Performing rights org lobbying for 'fair rates' from online services

Fast-multiplying streaming services are beautiful music to fans’ ears — but can produce earaches for some in the larger music industry.

Pandora, Spotify, Songza, Rdio, Slacker — to name just a handful, not to mention highly anticipated streaming entries from Google and Apple — are giving fans more low- to no-cost ways than ever to discover music. But these young services, still hammering out subscription and/or ad-supported business models, pay just a fraction of the royalties that music creators receive from more established media.

The American Society of Composers, Authors and Publishers is confidently balancing this two-sided story, embracing technology’s gift of greater access and still fighting for its members to be better compensated for their music. In February, ASCAP brought songwriters Josh Kear (Carrie Underwood’s “Before He Cheats”) and Dan Wilson (Adele’s “Someone Like You”) to perform and chat with members of Congress. The goal is to encourage legislative action on hiking payments to music creators.

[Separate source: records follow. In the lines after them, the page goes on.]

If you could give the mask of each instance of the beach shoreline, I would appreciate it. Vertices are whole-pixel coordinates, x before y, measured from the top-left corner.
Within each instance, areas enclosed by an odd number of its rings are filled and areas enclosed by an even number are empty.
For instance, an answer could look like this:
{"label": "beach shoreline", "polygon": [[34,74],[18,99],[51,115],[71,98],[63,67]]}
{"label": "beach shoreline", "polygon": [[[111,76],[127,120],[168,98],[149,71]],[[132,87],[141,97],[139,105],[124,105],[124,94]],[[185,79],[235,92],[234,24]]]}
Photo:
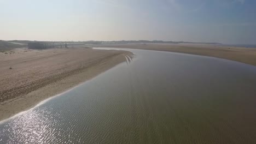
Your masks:
{"label": "beach shoreline", "polygon": [[0,55],[0,121],[125,62],[132,53],[91,49],[17,49]]}
{"label": "beach shoreline", "polygon": [[210,56],[256,66],[256,48],[202,44],[115,44],[90,45],[91,47],[155,50]]}

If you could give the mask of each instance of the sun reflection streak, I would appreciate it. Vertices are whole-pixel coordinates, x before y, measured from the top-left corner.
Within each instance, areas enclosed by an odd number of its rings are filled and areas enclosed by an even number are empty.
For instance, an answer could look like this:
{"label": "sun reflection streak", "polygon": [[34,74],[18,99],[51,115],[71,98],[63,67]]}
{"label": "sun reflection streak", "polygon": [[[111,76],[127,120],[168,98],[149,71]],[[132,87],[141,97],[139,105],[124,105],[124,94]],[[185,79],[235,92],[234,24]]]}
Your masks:
{"label": "sun reflection streak", "polygon": [[51,128],[51,121],[45,117],[50,112],[45,109],[32,110],[15,118],[6,124],[0,133],[0,142],[7,143],[40,143],[45,142],[45,135],[51,135],[51,141],[56,140]]}

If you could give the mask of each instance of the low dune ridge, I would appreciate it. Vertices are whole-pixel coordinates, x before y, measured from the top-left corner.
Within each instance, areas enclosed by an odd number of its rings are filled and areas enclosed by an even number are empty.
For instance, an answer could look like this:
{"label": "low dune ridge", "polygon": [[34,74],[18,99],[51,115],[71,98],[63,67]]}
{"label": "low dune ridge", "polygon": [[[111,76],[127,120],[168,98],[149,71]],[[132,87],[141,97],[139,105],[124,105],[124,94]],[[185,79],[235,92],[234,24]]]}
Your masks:
{"label": "low dune ridge", "polygon": [[34,106],[115,65],[132,53],[91,49],[17,49],[0,55],[0,119]]}
{"label": "low dune ridge", "polygon": [[118,47],[180,52],[214,57],[256,66],[256,48],[225,46],[205,44],[127,44],[94,45],[92,46]]}

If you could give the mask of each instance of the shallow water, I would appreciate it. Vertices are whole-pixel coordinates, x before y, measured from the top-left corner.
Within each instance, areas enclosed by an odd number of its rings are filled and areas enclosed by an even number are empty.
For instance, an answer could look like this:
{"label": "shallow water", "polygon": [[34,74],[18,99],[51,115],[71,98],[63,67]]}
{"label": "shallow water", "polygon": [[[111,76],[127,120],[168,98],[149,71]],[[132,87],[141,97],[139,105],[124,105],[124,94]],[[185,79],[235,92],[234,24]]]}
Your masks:
{"label": "shallow water", "polygon": [[140,50],[0,124],[0,143],[256,143],[256,67]]}

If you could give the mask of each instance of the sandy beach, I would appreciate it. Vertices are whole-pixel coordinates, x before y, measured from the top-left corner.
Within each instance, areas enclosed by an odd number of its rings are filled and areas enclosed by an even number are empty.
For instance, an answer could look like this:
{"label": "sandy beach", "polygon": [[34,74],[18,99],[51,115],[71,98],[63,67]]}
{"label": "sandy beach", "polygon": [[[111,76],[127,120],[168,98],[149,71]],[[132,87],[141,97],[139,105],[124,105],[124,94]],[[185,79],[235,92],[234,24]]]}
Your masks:
{"label": "sandy beach", "polygon": [[86,48],[21,48],[0,53],[0,120],[90,80],[132,55]]}
{"label": "sandy beach", "polygon": [[128,44],[95,45],[95,47],[143,49],[214,57],[256,66],[256,49],[196,44]]}

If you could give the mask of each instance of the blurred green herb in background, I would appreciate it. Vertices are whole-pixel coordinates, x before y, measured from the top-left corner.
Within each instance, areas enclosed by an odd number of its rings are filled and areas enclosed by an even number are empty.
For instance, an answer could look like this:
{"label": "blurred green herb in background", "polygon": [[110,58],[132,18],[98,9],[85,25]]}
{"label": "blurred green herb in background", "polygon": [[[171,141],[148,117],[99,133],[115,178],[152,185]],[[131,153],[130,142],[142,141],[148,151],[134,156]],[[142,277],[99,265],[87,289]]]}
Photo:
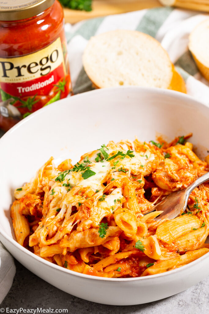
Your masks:
{"label": "blurred green herb in background", "polygon": [[91,11],[92,0],[59,0],[64,7],[73,10]]}

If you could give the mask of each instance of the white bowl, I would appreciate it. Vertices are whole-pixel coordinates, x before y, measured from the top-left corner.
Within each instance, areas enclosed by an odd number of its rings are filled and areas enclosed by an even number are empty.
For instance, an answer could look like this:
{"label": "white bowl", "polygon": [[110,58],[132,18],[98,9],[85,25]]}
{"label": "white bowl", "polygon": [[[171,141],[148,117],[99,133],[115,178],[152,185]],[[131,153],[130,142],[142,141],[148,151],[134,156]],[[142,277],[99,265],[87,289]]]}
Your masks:
{"label": "white bowl", "polygon": [[0,240],[19,262],[55,287],[90,301],[131,305],[165,298],[209,274],[209,254],[177,269],[146,277],[108,279],[84,275],[45,260],[16,241],[9,216],[15,189],[51,156],[76,162],[110,140],[169,140],[193,133],[191,141],[208,154],[209,108],[186,95],[159,89],[99,89],[63,99],[30,116],[0,139]]}

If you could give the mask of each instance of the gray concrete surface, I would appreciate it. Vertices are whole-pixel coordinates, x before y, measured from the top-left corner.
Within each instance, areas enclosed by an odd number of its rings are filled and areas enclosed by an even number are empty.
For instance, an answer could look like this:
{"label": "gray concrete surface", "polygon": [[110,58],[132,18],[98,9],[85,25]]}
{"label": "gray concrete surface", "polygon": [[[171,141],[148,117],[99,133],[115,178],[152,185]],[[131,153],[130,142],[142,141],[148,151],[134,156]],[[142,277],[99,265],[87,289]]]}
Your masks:
{"label": "gray concrete surface", "polygon": [[[3,133],[0,130],[0,137]],[[11,289],[0,305],[0,314],[9,312],[9,309],[21,307],[66,309],[71,314],[209,314],[209,277],[185,291],[163,300],[139,305],[116,306],[94,303],[68,294],[39,278],[17,261],[15,262],[16,274]]]}
{"label": "gray concrete surface", "polygon": [[37,277],[17,261],[15,264],[17,272],[13,285],[0,306],[5,313],[7,308],[20,307],[67,309],[71,314],[209,313],[209,277],[183,292],[159,301],[139,305],[112,306],[85,301],[69,295]]}

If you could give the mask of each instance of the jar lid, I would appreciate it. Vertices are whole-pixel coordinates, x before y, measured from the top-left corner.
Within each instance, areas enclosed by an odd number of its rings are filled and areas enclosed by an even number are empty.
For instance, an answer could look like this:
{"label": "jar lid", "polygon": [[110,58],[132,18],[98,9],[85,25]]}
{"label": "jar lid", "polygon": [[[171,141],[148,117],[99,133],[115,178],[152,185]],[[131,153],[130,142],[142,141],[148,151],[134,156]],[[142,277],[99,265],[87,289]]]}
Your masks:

“We are talking to Congress about getting fair rates from these online services,” says Paul Williams, president and chairman of the board at ASCAP. “We need to make sure that songwriters can make a viable living.”

Pandora has been lobbying Congress to pass the Internet Radio Fairness Act, which would reduce the already perceived low licensing royalties Web radio services pay. Pandora believes today’s rates are still too steep to achieve profitability, when measured against its current revenues.

“We are totally pro technology, and we love that people are continuing to feed heavily on this creative output,” says Williams. “But we do need to get the numbers up to what we believe is fair payment.”

He feels Congress is receptive, especially as ASCAP enjoys the support of high-profile members.

Williams likes to tell the story of singer-songwriter Bill Withers’ recent encounter with Congress. Withers pointed out that if the streaming situation continued, people writing songs will need day jobs, and “You don’t want Ozzy Osbourne working as your plumber,” Williams recalls Withers explaining.

Although ASCAP’s negotiations with Congress are still a work-in-progress, there is hope that some of the discord will go away naturally. If current trends hold with growing user bases, services may eventually charge higher ad rates and/or collect more in subscription fees, paying out fatter royalties in the process.

And there are musicians who fully support streaming’s agility in breaking songs to new fans on phones, tablets, connected TVs and more.

“The growing use of streaming music services has been instrumental for us to reach new audiences,” says Greg Lyons, drummer for the band Eastern Conference Champions, which landed on the “Twilight: The Eclipse” soundtrack and is recording its next album. “Even though the payout is far less than what you would receive from terrestrial radio … we can parlay it into growing our fan base, getting placements in film and TV and seeing bigger crowds on the road.”